The alliance will offer an electronic money order service using the United Postal Union’s secure International Financial System (IFS) – a global network of 660,000 post offices.
The partners hope the scale of the operation will enable them to challenge Western Union Money Transfer, which dominates the remittance market globally.
India Post has a network of 155,333 post offices, the largest in the world, which covers the remotest corners of the country.
“We will offer a cost-effective electronic money order facility for Indian consumers,” said MG Khan, Director-General of India Post. “As our post office network covers the length and breadth of the country, we are in a position to provide a service that is unmatched by private operators.”
Western Union and other money exchange companies that dominate the $30 billion-a-year (Dh110bn) remittance to India business are fighting back by establishing special arrangements with banks, finance companies and mobile phone operators.
Western Union, which recently pushed up its charges, has an arrangement with India Post and operates in the country through 8,500 post offices and 14,000 bank branches.
The service being launched by the two mail operators will deliver money orders payable at post office counters on the day they are sent. Money orders payable at the addressee’s door will be handed over within two days through the IFS network. Outside the IFS network, delivery will take place within five days.
Money sent from India to the UAE will be available for collection at Emirates Post offices on the same day.
The competitors, though, don’t seem worried. Paul Sunny, marketing manager of Redha Al Ansari Exchange, said: “The postal services in both India and the UAE work like government departments.

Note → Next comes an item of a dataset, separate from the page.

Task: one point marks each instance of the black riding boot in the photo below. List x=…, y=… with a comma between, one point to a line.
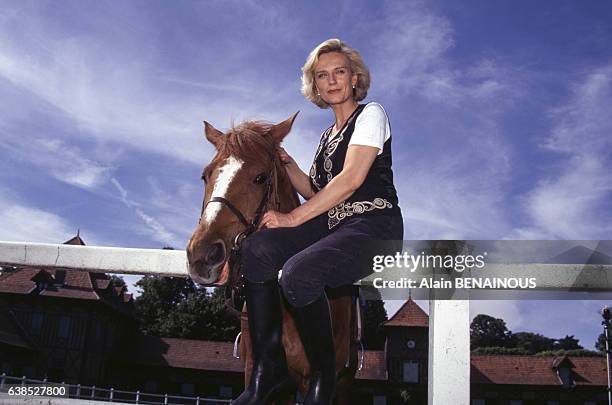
x=314, y=325
x=265, y=329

“They cannot beat the experienced private money exchanges that have access to the wide Western Union network. Apart from delivering money to the customers’ doorstep, we can compete on all other fronts.
“We will improve our services. Even if they are offering a cheap rate for remittance, customers who normally send Dh1,000 a month will not be bothered. Only customers who send huge amounts consider remittance fees and exchange rates.”
Other exchange firms said they would increase working hours to take advantage of the time difference between the two countries and times when post offices are shut.
“Post offices remain closed on public holidays, weekends and during strikes,” said the manager of a Dubai money exchange who did not wish to be named. “It may take four or five days to receive money. Most customers want to receive money instantly and safely.”
Officials at Western Union and the UAE Exchange in Dubai declined to comment.
But Edouard Dayan, Director-General of the Universal Postal Union (UPU) international trade body, said millions of people needed reliable electronic money transfer services, which postal networks could easily provide.
The lack of high-speed internet access had been holding up the rapid expansion of the international postal financial network. But, guided by the UPU, an integrated international network was being set up progressively by developing regional exchanges, especially in Africa, Asia and the Arab countries.
The postal sector worldwide has about five million direct employees – up to 10 million if associated sectors are included.
Meanwhile, Western Union has announced a pilot mobile phone low-value money transfer scheme in India in association with telecoms firm Bharti Airtel. The partners have applied to the Reserve Bank of India, the country’s central bank, for approval. Bharati Airtel has access to 50 million mobile users.